21 November, 2009

The Hirsch-bar index: leave your boss' name out of the authors list

I think you know what the Hirsch-index is: if you have n papers cited at least n times – then your h-index is n. For instance, if out of your 10 papers two were cited 4 times, and the rest three times, then your h-index is 3. The index was introduced by Jorge Hirsch in 2005, and became an accepted tool to rank scientists within about one year: community found it useful that a scientist's productivity may be described by a single number. However, the h-index does not take into account such important things as the number of co-authors and the self-citations.

Recently Jorge Hirsch himself wrote a preprint, where he proposed a new, ħ (hbar) - index, that is aimed to solve at least one of these problems, multiple co-athorship. Indeed, the "mass graves" (sorry), published by high-energy physicists and the institute policies to include everyone's name to any article, can unreasonably increase the Hirsch-index, with no extra work.

Some of the h-index terminology before describing the ħ-index. You have the h-index n, if n of your papers belong to the "h core". The paper belongs to the h-core if it was cited n times or more. Your co-authors will probably have other h cores, and a given paper may belong there or not.

ħ - index is defined in a similar way: you have the ħ - index m if m of your papers belong to the ħ-core. But, the paper belongs to the ħ-core if it was cited m times or more and it also belongs to the h-core of your co-authors. (Actually, the latter h should be also ħ, but since the index would be extremely difficult to compute in this case, Hirsch decided to relax the condition a bit)

In other words, only if the paper improves the h-index of all the authors, it will contribute to your ħ-index. Imagine that you have the h-index of 20, and you have a paper cited 25 times, co-authored by a student with a h-index of 5. Then, it will be included in your and the student's ħ-index, because it belongs to the h-cores of both of you. But, if you add a third author to this paper, say, a director of your institute with a h-index of 45, the paper will not count for any of you, because it doesn't belong to the director's h-core.
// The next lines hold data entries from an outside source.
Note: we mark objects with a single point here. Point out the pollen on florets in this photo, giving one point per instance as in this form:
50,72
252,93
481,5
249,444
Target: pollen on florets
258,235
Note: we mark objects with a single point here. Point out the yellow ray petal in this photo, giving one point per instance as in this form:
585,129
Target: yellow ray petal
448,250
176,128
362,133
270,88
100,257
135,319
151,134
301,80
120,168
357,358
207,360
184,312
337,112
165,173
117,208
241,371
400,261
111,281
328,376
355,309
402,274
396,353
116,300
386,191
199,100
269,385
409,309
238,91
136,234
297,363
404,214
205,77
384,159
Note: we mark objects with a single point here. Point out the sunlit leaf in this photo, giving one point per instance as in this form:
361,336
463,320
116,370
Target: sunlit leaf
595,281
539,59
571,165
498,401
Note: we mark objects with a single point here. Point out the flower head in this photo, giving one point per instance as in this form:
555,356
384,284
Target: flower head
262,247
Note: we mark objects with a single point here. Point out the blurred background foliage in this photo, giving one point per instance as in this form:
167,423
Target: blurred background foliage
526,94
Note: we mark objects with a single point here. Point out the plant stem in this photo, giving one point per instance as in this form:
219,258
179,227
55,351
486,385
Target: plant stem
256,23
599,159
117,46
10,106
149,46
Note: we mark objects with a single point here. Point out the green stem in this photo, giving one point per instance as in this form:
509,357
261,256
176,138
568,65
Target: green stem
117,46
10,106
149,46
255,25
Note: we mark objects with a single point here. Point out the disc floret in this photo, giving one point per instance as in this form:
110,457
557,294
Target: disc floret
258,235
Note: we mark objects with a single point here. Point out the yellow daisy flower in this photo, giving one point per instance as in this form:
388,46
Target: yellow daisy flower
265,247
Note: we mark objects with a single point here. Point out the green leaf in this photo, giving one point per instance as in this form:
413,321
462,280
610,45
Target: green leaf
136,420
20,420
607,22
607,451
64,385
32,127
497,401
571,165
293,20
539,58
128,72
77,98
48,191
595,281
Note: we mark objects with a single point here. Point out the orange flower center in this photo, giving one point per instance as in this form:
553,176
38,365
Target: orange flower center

So, if you have 200 papers, cited 44 times each and co-authored by your director, who has the h-index of 45, none of them will count, and your ħ-index will be zero. Hirsch expects this to stimulate young scientists to work independently. However, he mentions, that the ħ-index will be definitely useless for postdocs, since they are used to include senior scientists in their papers.

I wonder whether it will be possible to eliminate self-citations at some point.


Anonymous said...

I think with that index you're lucky, if your boss is a young professor, who's gonna collect the citations o his life in the future. If you're a student of - say - Robert Axelrod, you will have to wait a whole lifetime, until your hbar improves, no matter, how good you are.

Unknown said...

Dear Anonymous,

Well, this is true, and Hirsch himself mentions that the hbar-index will not work for postdocs and even for some of assistant professors, not mentioning PhD students.

So, this index is expected to be used to rank scientists with tenure or tenure-track positions.


Anonymous said...

To anonymous above: not so lucky. If your boss is a young professor his letter of recommendation will not help you nearly as much as if he was Robert Axelrod writing for his lower hbar student.